Will we be able to drive this powerful tool towards our common good? Will we be able to ride this giant wave as a pro-surfer to accelerate SDGs or end up being overwhelmed by this rising wall of water? I want to imagine us at the beginning of a human-centered and purpose-driven digital phase that will see a boost of high-tech social companies. How exciting it is to run a successful business while positively impacting people’s lives and the planet!
The complexity of the challenges we face requires more active cross-sector collaborations, the core of SDG 17. “Collaboration” is a widespread concept, but it is still not easy to implement it.

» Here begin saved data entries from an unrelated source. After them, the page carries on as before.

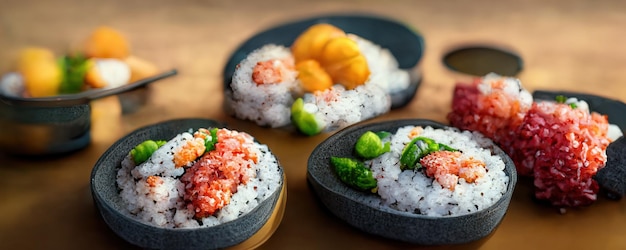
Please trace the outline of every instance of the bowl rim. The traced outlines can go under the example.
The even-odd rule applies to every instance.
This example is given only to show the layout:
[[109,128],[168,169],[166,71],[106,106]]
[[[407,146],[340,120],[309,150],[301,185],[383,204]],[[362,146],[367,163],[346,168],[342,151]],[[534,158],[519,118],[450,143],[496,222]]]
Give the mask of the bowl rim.
[[[238,219],[242,218],[243,216],[247,216],[247,215],[249,216],[250,214],[253,214],[254,211],[258,210],[260,206],[257,205],[256,207],[254,207],[252,210],[250,210],[246,214],[239,215],[236,219],[233,219],[231,221],[227,221],[227,222],[224,222],[224,223],[221,223],[221,224],[218,224],[218,225],[209,226],[209,227],[201,226],[201,227],[195,227],[195,228],[164,228],[164,227],[159,227],[159,226],[156,226],[156,225],[152,225],[152,224],[146,223],[146,222],[140,220],[139,218],[135,218],[135,217],[131,216],[131,214],[128,211],[119,211],[118,209],[116,209],[114,206],[112,206],[110,204],[111,201],[109,199],[106,199],[101,194],[100,190],[97,190],[96,183],[95,183],[96,176],[102,171],[101,170],[101,166],[103,165],[103,162],[107,161],[108,158],[110,158],[112,156],[113,151],[111,149],[117,148],[118,146],[124,144],[126,140],[129,140],[130,137],[135,135],[135,134],[146,133],[147,131],[150,131],[150,130],[156,128],[156,127],[168,126],[168,125],[178,124],[178,123],[193,123],[193,122],[213,124],[213,125],[211,125],[213,127],[227,128],[225,123],[222,123],[222,122],[219,122],[219,121],[216,121],[216,120],[212,120],[212,119],[204,119],[204,118],[171,119],[171,120],[166,120],[166,121],[162,121],[162,122],[158,122],[158,123],[153,123],[153,124],[150,124],[150,125],[145,125],[143,127],[137,128],[137,129],[131,131],[130,133],[127,133],[122,138],[118,139],[116,142],[114,142],[100,156],[100,158],[98,158],[98,160],[94,164],[94,167],[91,170],[89,187],[90,187],[92,198],[93,198],[94,202],[97,203],[96,204],[96,208],[102,206],[102,207],[105,207],[107,210],[115,211],[116,214],[118,214],[118,216],[123,218],[125,222],[131,223],[131,224],[133,224],[135,226],[138,226],[138,227],[155,228],[155,229],[163,230],[164,232],[174,232],[174,233],[184,233],[184,232],[197,231],[197,230],[219,229],[221,227],[226,227],[226,226],[228,226],[230,224],[233,224]],[[184,131],[181,131],[181,132],[184,132]],[[256,141],[256,138],[255,138],[255,141]],[[270,150],[270,152],[271,152],[271,150]],[[272,153],[272,154],[274,154],[274,153]],[[274,155],[274,156],[276,157],[276,155]],[[277,161],[278,161],[278,158],[277,158]],[[119,164],[121,164],[121,162],[119,162],[119,163],[116,162],[116,164],[119,165]],[[116,169],[118,169],[118,168],[116,168]],[[285,184],[286,175],[285,175],[285,171],[284,171],[282,165],[280,164],[280,162],[278,163],[278,169],[279,169],[279,172],[280,172],[280,175],[281,175],[282,178],[280,179],[280,184],[279,184],[278,188],[276,190],[274,190],[274,192],[270,196],[277,195],[277,197],[278,197],[278,195],[280,195],[281,189],[283,188],[283,186]],[[117,186],[117,184],[115,184],[115,185]],[[269,201],[269,197],[264,199],[261,202],[268,202],[268,201]],[[259,204],[261,202],[259,202]],[[272,205],[272,211],[273,211],[273,209],[275,209],[275,207],[276,207],[276,202],[274,202],[274,204]],[[101,215],[101,212],[99,214],[100,214],[100,217],[104,220],[103,216]],[[106,220],[104,220],[104,221],[106,222],[107,226],[109,226],[108,222]]]
[[125,85],[115,88],[103,88],[103,89],[91,89],[82,91],[76,94],[62,94],[50,97],[18,97],[7,96],[0,93],[0,102],[8,106],[26,106],[26,107],[68,107],[82,104],[89,104],[90,101],[100,99],[103,97],[121,94],[124,92],[132,91],[141,87],[146,87],[148,84],[156,82],[158,80],[174,76],[178,74],[178,70],[170,69],[160,72],[156,75],[139,79],[134,82],[127,83]]
[[[336,188],[331,188],[329,186],[327,186],[324,182],[319,181],[318,177],[311,174],[309,171],[309,168],[312,164],[315,164],[314,162],[312,162],[313,160],[313,156],[315,154],[319,154],[319,151],[321,150],[322,145],[329,143],[329,141],[334,140],[336,138],[341,138],[343,136],[346,136],[348,134],[354,133],[356,132],[356,130],[365,130],[368,128],[375,128],[378,126],[384,126],[384,125],[388,125],[388,124],[394,124],[393,125],[393,130],[396,131],[398,128],[400,127],[404,127],[404,126],[432,126],[434,128],[451,128],[451,129],[457,129],[455,127],[452,127],[450,125],[446,125],[434,120],[429,120],[429,119],[420,119],[420,118],[416,118],[416,119],[393,119],[393,120],[385,120],[385,121],[379,121],[379,122],[372,122],[372,123],[366,123],[366,124],[354,124],[351,125],[349,127],[346,127],[344,129],[342,129],[341,131],[329,136],[328,138],[326,138],[324,141],[322,141],[317,147],[315,147],[315,149],[313,150],[313,152],[311,153],[311,156],[309,157],[308,161],[307,161],[307,177],[311,178],[313,181],[316,182],[317,185],[321,186],[322,188],[324,188],[327,192],[332,192],[334,195],[343,197],[345,199],[350,200],[353,203],[358,203],[360,205],[366,206],[370,209],[375,209],[377,211],[380,211],[382,213],[386,213],[386,214],[391,214],[391,215],[398,215],[398,216],[403,216],[403,217],[407,217],[407,218],[413,218],[413,219],[424,219],[424,220],[449,220],[449,219],[459,219],[459,218],[464,218],[464,217],[471,217],[471,216],[476,216],[476,215],[481,215],[481,214],[488,214],[488,213],[492,213],[494,208],[500,207],[502,205],[502,203],[507,202],[508,198],[507,197],[512,197],[513,192],[515,191],[515,187],[517,184],[517,171],[513,165],[513,161],[511,160],[511,158],[504,153],[504,151],[502,151],[502,149],[500,147],[498,147],[497,145],[493,144],[493,149],[492,152],[494,152],[494,150],[496,151],[496,153],[502,158],[502,160],[504,161],[505,164],[505,174],[509,177],[509,182],[507,183],[507,189],[504,192],[504,194],[502,194],[502,196],[493,204],[491,204],[488,207],[483,208],[482,210],[479,211],[474,211],[471,213],[467,213],[467,214],[461,214],[461,215],[446,215],[446,216],[429,216],[429,215],[424,215],[424,214],[415,214],[415,213],[409,213],[409,212],[403,212],[403,211],[399,211],[399,210],[395,210],[393,208],[390,207],[385,207],[385,206],[374,206],[372,204],[368,204],[368,203],[364,203],[362,201],[359,201],[358,199],[355,198],[355,196],[351,196],[348,193],[342,193],[339,192],[338,190],[336,190]],[[369,130],[369,129],[368,129]],[[504,157],[503,157],[504,156]],[[506,169],[509,169],[509,171],[507,171]],[[345,184],[344,184],[345,185]],[[350,189],[352,191],[354,191],[354,193],[360,193],[361,195],[364,196],[371,196],[373,198],[377,198],[379,200],[382,201],[382,198],[380,198],[379,195],[377,194],[370,194],[370,193],[364,193],[364,192],[359,192],[356,191],[354,189]],[[352,193],[352,192],[351,192]],[[506,206],[508,207],[508,206]]]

Among the barriers that discourage collaborations among SMEs, some of them are cultural. We need a mindset shift, we need to move from “my business circle and interests” to “our business circle and common interests”.
The pandemic showed us how interconnected we are – covid-19 will be defeated only collectively through global vaccination. This is an example where an altruistic approach coexists with the best-individual-interest approach.
Cross-sector collaboration means for us, tech folks, to open up to stakeholders viewpoints from the design phase. We cannot waste resources in developing technically great products that are little effective because of a partial view. It is essential to embed the “human factor” into algorithms and models, see faces and stories behind technical problems. It is time to “implant a heart” into each digital project and product.
That requires a mindset shift at the individual, business and community level, active listening and the ability to question our assumptions and common practices.
AI is gaining momentum and will undoubtedly play a vital role in the future, but again it is a tool, not a solution. I think our focus must be on people and environmental needs and on leveraging digital technologies to accelerate SDGs.
I think it is important for us, tech folks, to always keep in mind the “big picture” and drive technologies with a vision. An open-minded, collaborative approach will help us design and deliver more effective business solutions and products.
My recommendation is to stay open, curious, attentive to changes to quickly adapt and meet emerging needs in a fast-evolving social and economic context. Complex challenges call for diverse background, experiences and viewpoints. Diversity is a lever for innovation and growth.
Whatever is your current role and organization (e.g., CTO, developer, startupper, researcher), your work can play a key role in the sustainability transformation of your community. It can be contagious and trigger a positive shift, like a snowfall that starts small but rapidly gains energy and attracts whatever it encounters along its path.